Beyond their horrendous record of human rights abuses and a complete suppression of democracy, China has weapons of mass destruction - lots and lots of them. And they routinely threaten their neighbors, particularly a free and democratic Taiwan, one of our closest allies. This is the kind of thing they have been saying for years:The Taiwan leaders have before them two roads: one is to pull back immediately from their dangerous lurch towards independence ... The other is to keep following their separatist agenda to cut Taiwan from the rest of China, and in the end, meet their own destruction by playing with fire....So what accounts for the fundamentally different treatment we give to China and Iran -- two countries which themselves have a fairly close relationship, tolerate little dissent, offer little democratic freedom or liberty to their citizens, and issue threats of militarism and aggression against some of their neighbors? If anything, one could make a quite reasonable argument that an Iranian citizen has more liberty and more democratic participation in their government than does a Chinese citizen -- supposedly one of the primary, if not the primary, criteria for how we measure the threat-level posed by another country.

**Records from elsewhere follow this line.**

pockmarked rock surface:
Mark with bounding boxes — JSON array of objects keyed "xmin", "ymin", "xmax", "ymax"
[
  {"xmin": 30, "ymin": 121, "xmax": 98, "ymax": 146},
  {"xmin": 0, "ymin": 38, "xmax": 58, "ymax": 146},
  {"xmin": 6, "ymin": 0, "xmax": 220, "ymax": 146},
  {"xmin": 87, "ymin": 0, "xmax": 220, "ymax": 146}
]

So why are we heaping praise on China and developing increasingly productive relations with them, while threatening Iran with invasion and even preemptive nuclear attack? One obvious answer -- that China has nuclear weapons and Iran does not -- surely cannot be the explanation, since to embrace that framework is to send the most dangerous and counterproductive message possible to the nations of the world: obtain nuclear weapons and we will treat you with great respect and civility; fail to obtain such weapons and we will threaten you with invasion and attack you at will.
UPDATE: There's more:
Usually watching CNN with one eye as we blog from our undisclosed location doesn't give us much new fodder, except for the occasional "stuck landing gear" crisis. But today we are aghast at the coverage of Chinese President Hu Jintao at the White House.At an outdoor ceremony, Bush told Hu:
China has become successful because the Chinese people are experience the freedom to buy, and to sell, and to produce -- and China can grow even more successful by allowing the Chinese people the freedom to assemble, to speak freely, and to worship.
Seconds later, one of the people assembled on the White House south lawn actually tried to speak freely right here in America -- about both the lack of free speech and religious freedom in China.
That free-speaking woman was promptly hauled off and arrested:
She shouted in heavily accented English, "President Bush: Stop him from killing" and, "President Bush, stop him from persecuting the Falun Gong."
Bush, standing next to Hu, leaned over and whispered a comment to the Chinese leader, who paused briefly when the shouting began and then resumed his remarks.
The protester was waving a banner with the red and yellow colors used by Falun Gong, a banned religious movement in China. She kept shouting for several minutes before Secret Service uniformed agents were able to make their way to her position at the top of the camera stand. They dragged her off the stand.